Much has been written about, and by, Bean’s Gallipoli author, Charles Edwin Woodrow Bean. C.E.W. Bean was instrumental in creating, editing and writing much of the 12 volume series Official History of Australia in the War of 1914–1918, and in co-founding the Australian War Memorial in Canberra. He was Australia’s official WWI correspondent, and the only journalist to land with the ANZAC troops at Gallipoli on that first day and stay with them for the duration of the campaign. For him, the saying “the first casualty of war is the truth” particularly applied as the Allied Forces military did not agree to journalists filing true stories from the front-lines. The brass wanted highly sanitised versions of the action for public consumption.
The SMSA Library was fortunate to have acquired this (now out-of-print) book some time ago. Over the four years of WWI, Bean wrote down everything he witnessed and experienced in his notebooks, and kept a personal diary. By the end of the War, these amounted to some 300 volumes, all of which formed original source material for Bean to write the first six volumes of the Official History upon his return to Australia. Bean also took some 800 photos while living with the ANZAC troops.

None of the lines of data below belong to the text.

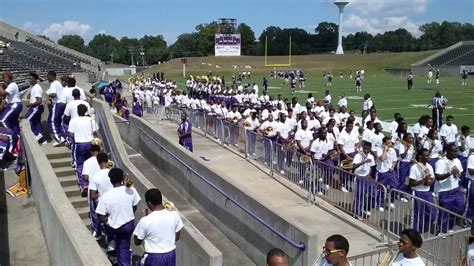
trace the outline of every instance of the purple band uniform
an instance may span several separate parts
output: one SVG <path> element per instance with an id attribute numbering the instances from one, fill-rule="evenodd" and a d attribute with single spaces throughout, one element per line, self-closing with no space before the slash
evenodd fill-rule
<path id="1" fill-rule="evenodd" d="M 30 121 L 30 127 L 33 134 L 38 136 L 44 136 L 43 126 L 41 125 L 41 115 L 44 112 L 44 106 L 42 104 L 35 105 L 28 109 L 25 117 Z"/>
<path id="2" fill-rule="evenodd" d="M 433 193 L 431 191 L 413 190 L 413 196 L 424 199 L 433 203 Z M 421 200 L 414 199 L 413 202 L 413 227 L 420 233 L 427 232 L 433 228 L 433 222 L 436 219 L 436 208 L 430 204 L 426 204 Z"/>
<path id="3" fill-rule="evenodd" d="M 81 189 L 89 185 L 89 181 L 86 180 L 84 176 L 82 175 L 82 167 L 84 166 L 84 162 L 91 157 L 90 149 L 91 149 L 90 142 L 74 144 L 74 160 L 76 164 L 77 182 L 79 186 L 81 187 Z"/>
<path id="4" fill-rule="evenodd" d="M 117 252 L 117 265 L 131 265 L 132 252 L 130 251 L 130 239 L 135 225 L 133 220 L 117 229 L 110 228 L 115 238 L 115 250 Z"/>
<path id="5" fill-rule="evenodd" d="M 0 121 L 2 124 L 6 128 L 13 130 L 15 134 L 20 134 L 20 122 L 18 118 L 22 109 L 22 103 L 9 103 L 0 113 Z"/>
<path id="6" fill-rule="evenodd" d="M 458 188 L 439 192 L 439 206 L 448 209 L 454 213 L 462 215 L 466 207 L 464 202 L 464 194 Z M 441 211 L 439 213 L 438 224 L 441 230 L 441 233 L 446 233 L 448 230 L 452 230 L 454 227 L 455 217 L 449 215 L 446 212 Z"/>
<path id="7" fill-rule="evenodd" d="M 145 253 L 141 260 L 142 266 L 175 266 L 176 265 L 176 251 L 172 250 L 167 253 Z"/>

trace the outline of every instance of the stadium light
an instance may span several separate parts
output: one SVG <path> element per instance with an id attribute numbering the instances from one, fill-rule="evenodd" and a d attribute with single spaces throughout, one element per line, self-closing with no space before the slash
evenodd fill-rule
<path id="1" fill-rule="evenodd" d="M 342 15 L 344 14 L 344 7 L 349 4 L 348 0 L 335 0 L 334 4 L 339 8 L 339 30 L 337 34 L 337 50 L 336 54 L 344 54 L 342 48 Z"/>

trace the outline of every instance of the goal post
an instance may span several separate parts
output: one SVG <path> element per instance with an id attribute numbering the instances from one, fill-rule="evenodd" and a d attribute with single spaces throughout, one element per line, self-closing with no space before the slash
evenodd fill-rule
<path id="1" fill-rule="evenodd" d="M 291 35 L 288 40 L 288 63 L 287 64 L 269 64 L 268 63 L 268 36 L 265 36 L 265 66 L 266 67 L 289 67 L 291 66 Z"/>

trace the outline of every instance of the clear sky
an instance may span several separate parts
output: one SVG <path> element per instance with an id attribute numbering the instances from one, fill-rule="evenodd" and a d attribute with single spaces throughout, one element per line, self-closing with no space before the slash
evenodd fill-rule
<path id="1" fill-rule="evenodd" d="M 269 25 L 314 32 L 322 21 L 338 21 L 332 0 L 0 0 L 0 20 L 57 40 L 78 34 L 165 37 L 168 45 L 199 23 L 232 17 L 252 27 L 258 38 Z M 443 20 L 474 23 L 474 0 L 351 0 L 344 34 L 406 28 Z"/>

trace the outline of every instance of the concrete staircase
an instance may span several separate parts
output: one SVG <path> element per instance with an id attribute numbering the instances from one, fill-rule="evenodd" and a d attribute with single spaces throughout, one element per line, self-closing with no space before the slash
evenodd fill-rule
<path id="1" fill-rule="evenodd" d="M 58 177 L 59 183 L 64 189 L 66 196 L 71 201 L 77 214 L 81 217 L 84 225 L 91 229 L 89 219 L 89 204 L 87 198 L 81 197 L 79 186 L 77 185 L 76 171 L 71 167 L 71 150 L 62 147 L 53 147 L 51 145 L 43 147 L 46 157 Z"/>

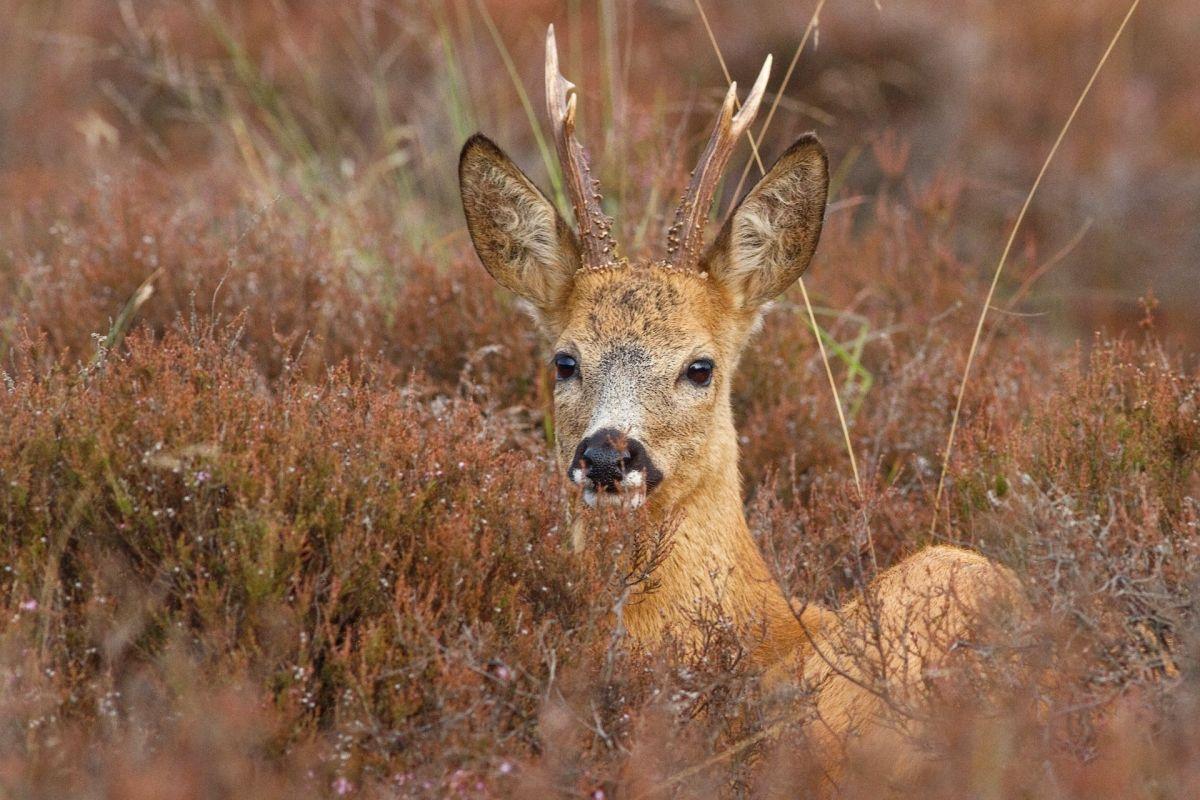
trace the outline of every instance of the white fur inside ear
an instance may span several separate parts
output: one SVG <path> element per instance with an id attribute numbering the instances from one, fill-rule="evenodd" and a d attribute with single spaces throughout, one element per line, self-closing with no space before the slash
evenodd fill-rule
<path id="1" fill-rule="evenodd" d="M 557 265 L 562 256 L 553 209 L 502 169 L 489 169 L 487 180 L 505 201 L 493 209 L 492 218 L 511 242 L 512 266 L 524 282 L 540 283 L 543 270 Z"/>
<path id="2" fill-rule="evenodd" d="M 729 280 L 737 287 L 739 300 L 746 290 L 761 282 L 765 270 L 774 269 L 783 260 L 783 237 L 772 218 L 771 205 L 757 198 L 738 209 L 733 223 L 733 247 L 730 252 Z"/>
<path id="3" fill-rule="evenodd" d="M 578 253 L 566 223 L 537 187 L 489 142 L 468 143 L 460 167 L 463 210 L 476 252 L 502 286 L 542 319 L 564 299 Z"/>
<path id="4" fill-rule="evenodd" d="M 734 212 L 720 279 L 743 308 L 778 296 L 812 260 L 826 181 L 821 151 L 798 150 L 781 158 Z"/>

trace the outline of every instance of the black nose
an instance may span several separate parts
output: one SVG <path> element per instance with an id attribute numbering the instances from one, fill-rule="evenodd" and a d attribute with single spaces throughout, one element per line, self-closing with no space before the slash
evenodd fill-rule
<path id="1" fill-rule="evenodd" d="M 616 491 L 617 484 L 630 472 L 647 470 L 646 448 L 637 439 L 615 428 L 604 428 L 579 443 L 571 471 L 582 469 L 598 488 Z"/>

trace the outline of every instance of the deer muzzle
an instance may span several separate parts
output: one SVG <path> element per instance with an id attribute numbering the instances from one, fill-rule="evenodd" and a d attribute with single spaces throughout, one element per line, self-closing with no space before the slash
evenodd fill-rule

They are black and white, and often grainy, but they are included in Bean’s Gallipoli and show the stark reality of Gallipoli (as compared to the romanticized Hollywood films).
Bean’s Gallipoli is an edited script of Bean’s notebooks and personal diaries, completed by Kevin Fewster. Bean aimed to write every night, between filing war correspondence with Australian newspapers (when allowed), talking to officers and enlisted soldiers in the trenches, on the beaches and in dugouts. The Allied Forces did assign 12 official war correspondents (from other countries) but only Bean stayed glued to the AIF – the other correspondents stayed offshore on ships. Evidence of Bean’s devotion to his duty is that he was the only journalist shot by a sniper in Gallipoli (his notes and diaries ceased for a short while whilst he was recovering). Until his death in 1968, he carried the sniper’s bullet lodged in his right calf.
A fascinating first hand source book of Gallipoli, as told by Australia’s official historian.